This page describes the features and instance types of the following vGPU-accelerated instance families in Elastic GPU Service (EGS):
sgn8ia: Latest-generation vGPU instances powered by NVIDIA Lovelace GPUs and AMD Genoa processors
sgn7i-vws: Cost-efficient vGPU instances with shared CPUs and NVIDIA A10 GPUs
vgn7i-vws: Dedicated-CPU vGPU instances with NVIDIA A10 GPUs
vgn6i-vws: Previous-generation vGPU instances with NVIDIA T4 GPUs (upgraded from vgn6i)

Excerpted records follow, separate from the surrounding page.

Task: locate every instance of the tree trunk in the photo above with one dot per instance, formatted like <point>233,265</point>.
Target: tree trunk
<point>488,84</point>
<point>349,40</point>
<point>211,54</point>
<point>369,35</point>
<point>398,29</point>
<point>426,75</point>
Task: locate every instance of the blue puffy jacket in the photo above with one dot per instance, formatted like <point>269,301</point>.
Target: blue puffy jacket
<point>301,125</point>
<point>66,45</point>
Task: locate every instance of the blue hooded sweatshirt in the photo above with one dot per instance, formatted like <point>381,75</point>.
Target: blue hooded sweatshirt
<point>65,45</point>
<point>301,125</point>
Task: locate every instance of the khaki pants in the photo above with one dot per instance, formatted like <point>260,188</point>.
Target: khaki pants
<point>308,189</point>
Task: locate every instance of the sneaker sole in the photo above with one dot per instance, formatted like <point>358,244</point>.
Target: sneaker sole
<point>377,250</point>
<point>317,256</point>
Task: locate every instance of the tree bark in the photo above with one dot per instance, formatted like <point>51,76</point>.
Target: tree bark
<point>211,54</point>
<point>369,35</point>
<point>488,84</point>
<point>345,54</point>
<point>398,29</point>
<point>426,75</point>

All families run on the third-generation SHENLONG architecture with fast path acceleration, delivering storage, network, and compute stability improvements of an order of magnitude over traditional virtualization. Each family includes an NVIDIA GRID virtual workstation (vWS) license, providing certified graphics acceleration for Computer Aided Design (CAD) software and professional graphics applications.
Family comparison
| Family | GPU | CPU | CPU allocation | vGPU range | Storage |
|---|---|---|---|---|---|
| sgn8ia | NVIDIA Lovelace | AMD Genoa, 3.4–3.75 GHz | Shared (~1:1.5 overcommit) | 2 GB to 48 GB GPU memory | ESSDs, ESSD AutoPL disks |
| sgn7i-vws | NVIDIA A10 (Ampere) | Intel Xeon Ice Lake, 2.9/3.5 GHz | Shared | 1/12 to 1/3 of A10 (2–8 GB GPU memory) | ESSDs, ESSD AutoPL disks |
| vgn7i-vws | NVIDIA A10 (Ampere) | Intel Xeon Ice Lake, 2.9/3.5 GHz | Dedicated | 1/6 to full A10 (4–24 GB GPU memory) | ESSDs, ESSD AutoPL disks |
| vgn6i-vws | NVIDIA T4 | Intel Xeon Platinum 8163 (Skylake), 2.5 GHz | Dedicated | 1/4 to full T4 (4–16 GB GPU memory) | Standard SSDs, ultra disks |
How vGPU slicing works
Each physical GPU is sliced into multiple GPU partitions. Each partition is allocated as a vGPU to a single instance. The GPUs column in the instance type tables uses the format <GPU model> * <fraction> to show both the GPU model and the partition size allocated to each instance. For example, NVIDIA A10 * 1/6 means the instance receives one-sixth of an NVIDIA A10 GPU.
Use cases
| Use case | Description | Recommended families |
|---|---|---|
| Remote graphics and virtual workstations | Graphic design, CAD, animation, film production, mechanical design — accessed remotely with near-native GPU performance | sgn8ia, sgn7i-vws, vgn7i-vws |
| AI inference at scale | Concurrent inference for image recognition, speech recognition, and behavior identification | sgn8ia, sgn7i-vws, vgn7i-vws |
| Cloud gaming | Real-time GPU rendering for interactive cloud gaming and AR/VR applications | All families |
| 3D visualization | Professional-grade GPU rendering for graphics-intensive workloads | sgn8ia, sgn7i-vws, vgn7i-vws |
| Deep learning environments | Educational and experimental deep learning environments requiring GPU acceleration | vgn6i-vws |
sgn8ia
sgn8ia instances use NVIDIA Lovelace GPUs with large GPU memory and multiple GPU slicing options, paired with AMD Genoa processors running at 3.4 GHz to 3.75 GHz. CPUs are shared resources with an overcommit ratio of approximately 1:1.5. Memory and GPU memory are exclusive to each instance. Available GPU memory ranges from 2 GB to 48 GB (full GPU).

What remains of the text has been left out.